The 200-yard, par-3 sixth hole proved disastrous for several players in the 2007 PGA Championship at Southern Hills. Case in point, Angel Cabrera ruined his championship chances on the sixth hole in the opening round after hitting his first ball into the bushes, re-teed and hit his next shot out of bounds, re-teed and hit his next ball into the water. Cabrera then took a drop, hit it on the green, and proceeded to three-putt his way to a 10.
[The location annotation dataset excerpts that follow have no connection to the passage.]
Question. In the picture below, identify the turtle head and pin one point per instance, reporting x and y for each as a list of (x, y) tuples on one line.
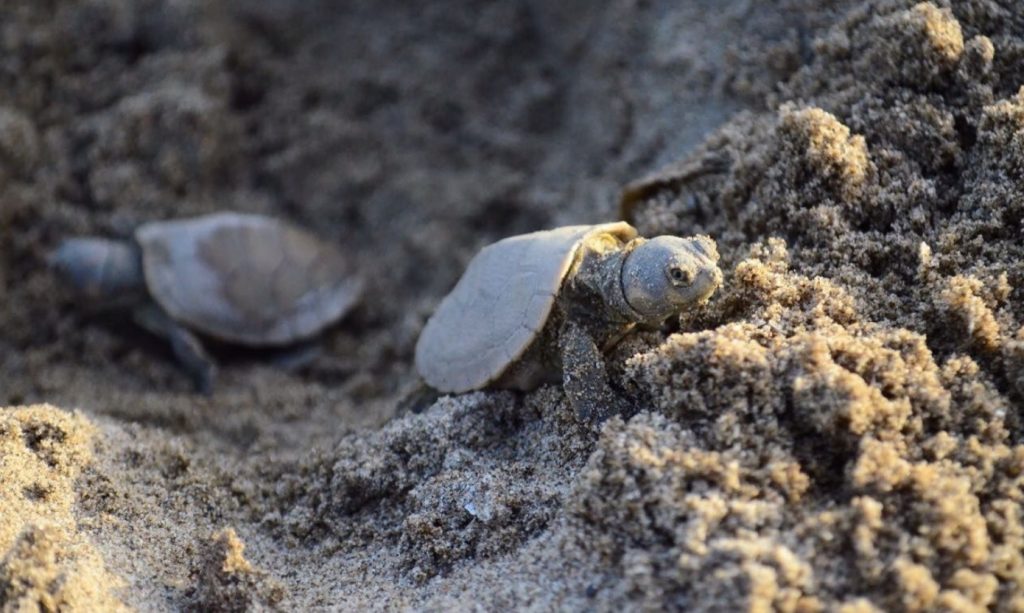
[(667, 274), (99, 270)]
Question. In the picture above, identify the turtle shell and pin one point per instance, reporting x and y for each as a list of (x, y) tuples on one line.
[(499, 306), (246, 278)]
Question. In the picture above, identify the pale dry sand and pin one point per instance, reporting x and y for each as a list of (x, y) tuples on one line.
[(839, 429)]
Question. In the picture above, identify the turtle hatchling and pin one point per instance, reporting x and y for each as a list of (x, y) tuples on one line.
[(246, 279), (545, 306)]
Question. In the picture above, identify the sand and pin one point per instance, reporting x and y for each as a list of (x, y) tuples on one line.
[(839, 429)]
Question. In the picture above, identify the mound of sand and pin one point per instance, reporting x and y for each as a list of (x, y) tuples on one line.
[(839, 429)]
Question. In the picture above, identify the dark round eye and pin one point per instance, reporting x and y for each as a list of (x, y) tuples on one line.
[(678, 274)]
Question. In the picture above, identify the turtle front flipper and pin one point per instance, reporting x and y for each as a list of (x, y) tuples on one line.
[(186, 346), (585, 379)]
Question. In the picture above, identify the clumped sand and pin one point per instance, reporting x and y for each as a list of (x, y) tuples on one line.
[(839, 429)]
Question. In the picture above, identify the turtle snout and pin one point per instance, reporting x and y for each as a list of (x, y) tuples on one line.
[(95, 268)]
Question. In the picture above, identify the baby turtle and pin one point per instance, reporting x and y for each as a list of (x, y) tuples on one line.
[(539, 306), (246, 279)]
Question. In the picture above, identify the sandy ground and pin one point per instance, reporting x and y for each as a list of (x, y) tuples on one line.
[(839, 429)]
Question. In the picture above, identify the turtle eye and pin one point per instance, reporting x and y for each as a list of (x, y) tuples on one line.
[(680, 275)]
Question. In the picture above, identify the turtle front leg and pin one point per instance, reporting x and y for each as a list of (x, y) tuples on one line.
[(186, 346), (585, 379)]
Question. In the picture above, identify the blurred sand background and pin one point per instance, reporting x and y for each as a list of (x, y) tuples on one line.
[(840, 428)]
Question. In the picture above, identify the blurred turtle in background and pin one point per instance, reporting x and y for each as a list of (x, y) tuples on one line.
[(246, 279)]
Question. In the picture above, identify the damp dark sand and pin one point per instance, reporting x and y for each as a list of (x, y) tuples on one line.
[(839, 429)]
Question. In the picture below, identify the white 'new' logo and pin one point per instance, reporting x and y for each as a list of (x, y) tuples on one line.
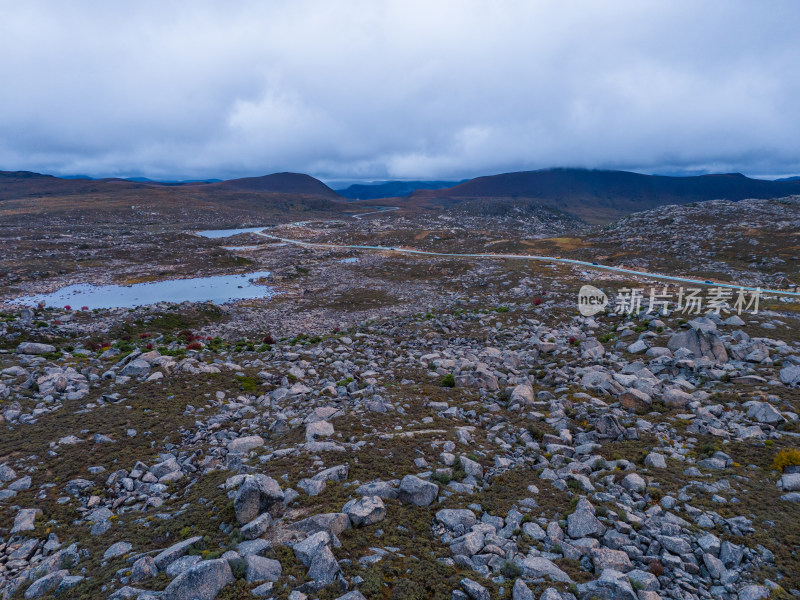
[(591, 300)]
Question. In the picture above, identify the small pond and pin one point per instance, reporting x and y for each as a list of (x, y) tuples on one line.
[(218, 289)]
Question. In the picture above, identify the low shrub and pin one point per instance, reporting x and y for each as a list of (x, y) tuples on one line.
[(788, 457)]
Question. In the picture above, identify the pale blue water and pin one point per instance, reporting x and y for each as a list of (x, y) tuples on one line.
[(219, 233), (218, 289)]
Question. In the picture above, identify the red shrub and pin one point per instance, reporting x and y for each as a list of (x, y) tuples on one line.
[(656, 567)]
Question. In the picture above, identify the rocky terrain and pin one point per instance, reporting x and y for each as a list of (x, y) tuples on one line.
[(402, 427)]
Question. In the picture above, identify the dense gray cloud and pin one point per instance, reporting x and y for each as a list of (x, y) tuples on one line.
[(406, 89)]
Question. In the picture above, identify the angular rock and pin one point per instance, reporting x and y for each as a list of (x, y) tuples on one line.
[(203, 581), (366, 511), (262, 569), (414, 490)]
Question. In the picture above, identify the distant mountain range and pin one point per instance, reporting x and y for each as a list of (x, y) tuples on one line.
[(595, 196), (601, 196), (391, 189)]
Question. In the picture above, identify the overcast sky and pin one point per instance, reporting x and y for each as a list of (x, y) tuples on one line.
[(376, 90)]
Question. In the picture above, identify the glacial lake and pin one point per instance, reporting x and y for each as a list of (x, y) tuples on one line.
[(218, 289)]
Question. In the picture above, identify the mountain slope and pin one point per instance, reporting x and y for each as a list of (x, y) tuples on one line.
[(601, 196), (280, 183), (391, 189)]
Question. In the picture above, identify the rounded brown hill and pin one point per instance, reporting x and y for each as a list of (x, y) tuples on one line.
[(280, 183)]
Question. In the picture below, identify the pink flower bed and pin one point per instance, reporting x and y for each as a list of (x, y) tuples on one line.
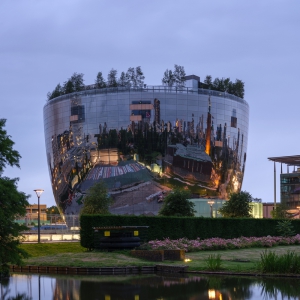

Hanse moved the green back 40-45 yards on the seventh hole at Southern Hills, which was the only hole Tiger Woods bogeyed during a course-record 63 in the second round of the 2007 PGA Championship en route to victory. “The fairway slopes left to right on the new No. 7, and it’s a left-to-right hole with the creek coming into play more now on the right side all the way up to the green,” notes Cozby. “You absolutely need to hit the green there. Ever since we started keeping hole-by-hole stats, No. 7 has played as one of the two toughest holes on the course.”
Cozby calls the par-4 15th hole “a sleeper hole” in that it appears benign, but always plays as one of the top five most difficult holes in major championships.
The closing hole has been extremely difficult for many players in previous major championships. The dogleg right par-4 measures 426 yards with fairway bunkers looming, and is considered one of the strongest finishing holes in major-championship golf. The second shot is played uphill toward the Southern Hills clubhouse that sits at the highest point of the property. The elevated green is guarded by three bunkers and is one of the most penal on the course. Approaches not struck crisply can feed 40-50 yards back down the slope to the fairway below, or find an uncomfortable home in one of the greenside bunkers.
“A lot of things can happen on the 18th hole, and most of them aren’t good,” says Cozby. “The 18th hole is characteristic of the strategic approach you have to take in playing every hole at Southern Hills. If you fail to put your ball in the proper position on the fairways, you won’t have a good angle into the greens.
“And if you don’t put your approaches in the proper place on the greens, you will have to work extremely hard to two-putt.